I stepped in. "Actually Lauren, Edward and I have some plans today. Maybe you can come back another time," I said, to save the innocent girl from a couple nights of tears that _my_ son would cause.

"Oh, of course," she said while trying to hide her disappointment, "I'm sorry for interrupting Dr. Cullen. You two have a good time." Still trying to make a good impression. When will these girls learn that they'll only get their hearts shattered? I've had enough.

She waved goodbye to my wife, who has a very puzzled look on her face. Usually when a prostitute like girl came up on our door I wouldn't even bat an eyelash when they sprinted up the stairs and stayed for the night.

When the door shut and the car in our driveway pulled away, I turned to look at Esme.

"Look at what he does to those girls!
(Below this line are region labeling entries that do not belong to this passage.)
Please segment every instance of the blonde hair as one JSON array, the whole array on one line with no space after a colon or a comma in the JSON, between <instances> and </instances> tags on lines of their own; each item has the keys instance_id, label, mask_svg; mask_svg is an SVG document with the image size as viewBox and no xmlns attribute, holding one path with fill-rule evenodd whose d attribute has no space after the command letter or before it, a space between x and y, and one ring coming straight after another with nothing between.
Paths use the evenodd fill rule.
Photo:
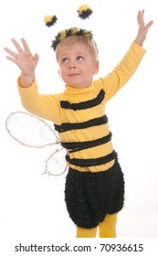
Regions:
<instances>
[{"instance_id":1,"label":"blonde hair","mask_svg":"<svg viewBox=\"0 0 158 256\"><path fill-rule=\"evenodd\" d=\"M90 51L90 54L94 58L94 59L95 60L98 59L99 50L96 42L92 39L88 39L85 37L74 35L63 38L58 44L56 48L57 60L58 59L58 53L61 48L68 48L69 46L73 46L76 43L86 46L88 49Z\"/></svg>"}]
</instances>

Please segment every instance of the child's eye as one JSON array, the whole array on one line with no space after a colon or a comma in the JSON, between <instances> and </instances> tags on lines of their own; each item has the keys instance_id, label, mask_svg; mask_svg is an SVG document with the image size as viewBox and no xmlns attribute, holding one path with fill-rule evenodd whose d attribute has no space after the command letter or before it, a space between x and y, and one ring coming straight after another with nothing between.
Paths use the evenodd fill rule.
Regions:
<instances>
[{"instance_id":1,"label":"child's eye","mask_svg":"<svg viewBox=\"0 0 158 256\"><path fill-rule=\"evenodd\" d=\"M63 58L63 59L61 59L61 62L62 62L62 63L67 63L68 60L68 58Z\"/></svg>"},{"instance_id":2,"label":"child's eye","mask_svg":"<svg viewBox=\"0 0 158 256\"><path fill-rule=\"evenodd\" d=\"M78 56L77 57L77 60L83 60L83 59L84 59L84 58L82 56Z\"/></svg>"}]
</instances>

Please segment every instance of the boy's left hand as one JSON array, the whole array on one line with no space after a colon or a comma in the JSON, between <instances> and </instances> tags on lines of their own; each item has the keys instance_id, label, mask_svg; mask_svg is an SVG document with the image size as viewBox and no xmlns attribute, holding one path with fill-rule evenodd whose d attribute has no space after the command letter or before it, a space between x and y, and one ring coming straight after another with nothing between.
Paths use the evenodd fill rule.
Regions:
<instances>
[{"instance_id":1,"label":"boy's left hand","mask_svg":"<svg viewBox=\"0 0 158 256\"><path fill-rule=\"evenodd\" d=\"M142 46L143 41L146 39L146 35L148 33L148 29L153 24L153 21L151 20L150 22L148 22L145 25L143 16L144 16L144 10L138 12L137 22L138 22L139 29L138 29L138 34L137 34L137 37L136 37L134 42L140 46Z\"/></svg>"}]
</instances>

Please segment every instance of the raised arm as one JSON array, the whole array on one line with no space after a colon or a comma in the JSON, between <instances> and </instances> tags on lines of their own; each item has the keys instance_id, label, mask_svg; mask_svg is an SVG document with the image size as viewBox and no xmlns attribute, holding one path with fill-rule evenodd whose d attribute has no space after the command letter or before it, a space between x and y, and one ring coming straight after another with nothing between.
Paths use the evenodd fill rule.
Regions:
<instances>
[{"instance_id":1,"label":"raised arm","mask_svg":"<svg viewBox=\"0 0 158 256\"><path fill-rule=\"evenodd\" d=\"M144 10L138 12L137 22L138 22L139 28L138 28L137 37L134 40L134 42L141 47L143 45L143 42L146 39L148 29L153 24L153 21L151 20L145 25L143 16L144 16Z\"/></svg>"},{"instance_id":2,"label":"raised arm","mask_svg":"<svg viewBox=\"0 0 158 256\"><path fill-rule=\"evenodd\" d=\"M29 47L24 38L21 38L23 47L21 47L14 38L12 38L12 42L17 52L15 52L8 48L5 48L5 50L9 54L9 56L6 56L6 59L16 63L20 69L20 86L23 88L28 88L35 80L35 69L39 56L37 53L34 56L32 55Z\"/></svg>"}]
</instances>

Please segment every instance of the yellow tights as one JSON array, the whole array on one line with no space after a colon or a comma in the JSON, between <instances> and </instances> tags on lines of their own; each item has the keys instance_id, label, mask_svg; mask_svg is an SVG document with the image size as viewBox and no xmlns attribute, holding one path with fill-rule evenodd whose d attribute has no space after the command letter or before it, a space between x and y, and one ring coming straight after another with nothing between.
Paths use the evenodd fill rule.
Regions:
<instances>
[{"instance_id":1,"label":"yellow tights","mask_svg":"<svg viewBox=\"0 0 158 256\"><path fill-rule=\"evenodd\" d=\"M100 238L116 238L116 221L117 214L107 215L98 227ZM95 238L96 235L97 228L88 229L77 227L76 238Z\"/></svg>"}]
</instances>

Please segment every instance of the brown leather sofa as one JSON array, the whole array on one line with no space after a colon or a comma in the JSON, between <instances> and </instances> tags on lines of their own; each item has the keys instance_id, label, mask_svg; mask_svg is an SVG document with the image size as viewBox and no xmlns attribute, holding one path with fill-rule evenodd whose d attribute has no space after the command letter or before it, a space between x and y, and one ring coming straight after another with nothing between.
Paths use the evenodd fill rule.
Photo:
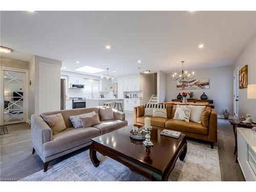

I thought it was just a phase, but I think 2 years of breaking peoples' hearts is a little too long," I told her. She nodded.

"Carlisle, honey. I think it's time you stepped in? Get him on the right track again. I heard him playing the piano last night. Edward just needs a little push. And with Bella here as his "wife"…" she stopped talking.

I sighed. I hated doing this, but it's been a little too long, anyway. "Now, Esme?" I asked, wary thick in my voice.

"Why not now? Alice is giving Bella a makeover, she won't pay attention. Not that she would say anything if she heard or saw what was happening. Bella's very kind," she explained the obvious.

"You're right. I'll be back soon," and then I kissed her on the cheek and started walking up the stairs.

_Edward's POV_

I can't believe Lauren showed up at our house. Sure, I gave her my address, which is somewhat like inviting her over, but everyone knows that Bella is over for the next three weeks, and they should know better than to just randomly drop by my home. It wasn't my fault. At least Bella didn't see.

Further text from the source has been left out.